完全変態昆虫では、幼虫と成虫の生育環境が大きく変化し、蛹の時期にはその変化に適応するように様々な組織が劇的に作り替えられる。このとき、幼虫の消化管はyellow bodyと呼ばれる袋状の組織に取り囲まれて崩壊し、同時に腸内細菌叢も入れ替わると考えられている。しかしながら、この分子レベルでの崩壊メカニズムは全く明らかにされておらず、その解明は発生学的に興味深い。

　これまでに我々は、センチニクバエの蛹において、抗菌ペプチドSarcotoxin IAの抗体によって認識される分子として、26-kDa proteaseを見出し、精製した。この分子は、変態期に限定されてyellow bodyに分泌されることから、消化管の変態を進行させるために重要な分子であることが予想された。修士課程において私は、26-kDa proteaseがprotease活性に加えて、抗菌活性を有することを見出し、この分子が菌叢の抗体も含む消化管の崩壊過程に関与することを示唆した。また、この分子のcDNAを単離してアミノ酸一次構造を決定し、この分子がトリプシン様の典型的なserine proteaseであることを明らかにした。

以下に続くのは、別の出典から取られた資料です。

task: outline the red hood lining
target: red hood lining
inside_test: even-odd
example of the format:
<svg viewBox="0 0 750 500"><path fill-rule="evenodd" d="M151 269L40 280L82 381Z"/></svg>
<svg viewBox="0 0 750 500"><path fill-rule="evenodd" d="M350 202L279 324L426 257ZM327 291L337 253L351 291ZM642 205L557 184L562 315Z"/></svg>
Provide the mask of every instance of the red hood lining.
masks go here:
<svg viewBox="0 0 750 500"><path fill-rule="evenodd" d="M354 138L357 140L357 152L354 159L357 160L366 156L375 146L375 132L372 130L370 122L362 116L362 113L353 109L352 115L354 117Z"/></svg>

　博士課程において私は、26-kDa proteaseの抗菌メカニズムを解析した。また、26-kDa proteaseの昆虫の生体内での役割を解明する目的で、遺伝学的手法が利用できるショウジョウバエにおいてホモローグを単離した。

　完全変態昆虫の幼虫の消化管は、変態期にyellow bodyと呼ばれる袋状の組織に取り囲まれて崩壊し、同時に腸内細菌叢も入れ替わる。しかしながら、この消化管崩壊と細菌叢変換の分子メカニズムは全く明らかにされておらず、その解明は発生学的にも興味深い。ところで、センチニクバエ変態期のyellow body中に特異的に分泌される26-kDa proteaseは、protease活性に加えて、抗菌活性を併せ持つ蛋白であることから、消化管の崩壊過程とそれに伴う幼虫菌叢の殺菌過程に関与することが示唆されている。

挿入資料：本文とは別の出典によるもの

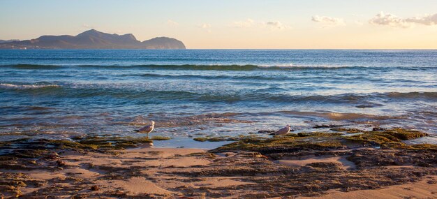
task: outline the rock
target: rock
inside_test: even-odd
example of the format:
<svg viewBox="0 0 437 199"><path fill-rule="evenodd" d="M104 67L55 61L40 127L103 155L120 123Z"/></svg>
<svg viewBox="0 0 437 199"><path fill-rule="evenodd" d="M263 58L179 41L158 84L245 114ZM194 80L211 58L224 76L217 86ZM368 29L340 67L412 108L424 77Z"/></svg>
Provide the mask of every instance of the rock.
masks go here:
<svg viewBox="0 0 437 199"><path fill-rule="evenodd" d="M91 187L91 190L92 190L92 191L98 191L99 189L100 189L100 188L97 185L94 185L94 186Z"/></svg>
<svg viewBox="0 0 437 199"><path fill-rule="evenodd" d="M372 131L384 131L385 130L387 130L387 128L379 126L373 127L373 128L372 128Z"/></svg>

　この論文は、26-kDa proteaseの抗菌メカニズムを解析したものである。さらに、26-kDa proteaseの変態期における機能を遺伝学的に解析するために、26-kDa proteaseのショウジョウバエホモローグのcDNAを単離している。

　まず、26-kDa proteaseの抗菌スペクトルを解析する目的で、数種のグラム陽性、グラム陰性細菌及び真菌に対する、抗菌活性を測定した。その結果26-kDa proteaseはグラム陽性菌に対して選択的な殺菌性を示すことがわかった。次に、26-kDa proteaseの抗菌作用にprotease活性が関与するか否かを知る目的で、DFP(diisopropyl-fluoro-phosphate)により、26-kDa proteaseのprotease活性を完全に失活させた条件で抗菌活性を測定した。その結果、protease活性の失活によって抗菌活性は全く影響されないことが明らかになった。このことから、26-kDa proteaseの抗菌活性はprotease活性ドメインとは異なる、未同定の抗菌活性ドメインによって発現されることが明らかになった。

　さらに、26-kDa proteaseの菌に対する作用様式を知る目的で、26-kDa proteaseを作用させたときの黄色ブドウ球菌を電子顕微鏡を用いて観察した。その結果、26-kDa proteaseを作用させると、細菌のサイズが約2倍に増大し、また、菌の表面に複数の突起物が観察された。

　次に、26-kDa proteaseのショウジョウバエホモローグのcDNAを単離したところ、センチニクバエ26-kDa proteaseと全長にわたって約80%の相同性を示す蛋白をコードすることが明らかになった。そしてその遺伝子発現時期をノザンブロット法により解析したところ、センチニクバエ26-kDa proteaseと完全に一致し、変態期の初期のみに一過的に発現することが示された。また、chromosome mappingにより、この遺伝子の遺伝子座は、染色体の左腕、25Aであることが示された。

　以上、この研究は、26-kDa proteaseの抗菌メカニズムを解析し、プロテアーゼ活性部位とは異なる抗菌活性ドメインの存在を示唆した。今後さらに抗菌活性ドメインを特定することによって、新たな抗菌剤としての応用も可能と思われる。これらの成果は、昆虫生理学の発展に寄与するのみならず、独創的なアプローチから新たな抗菌剤としての応用の可能性を提示した点も高く評価できる。よって博士(薬学)の学位に相当するものと判定した。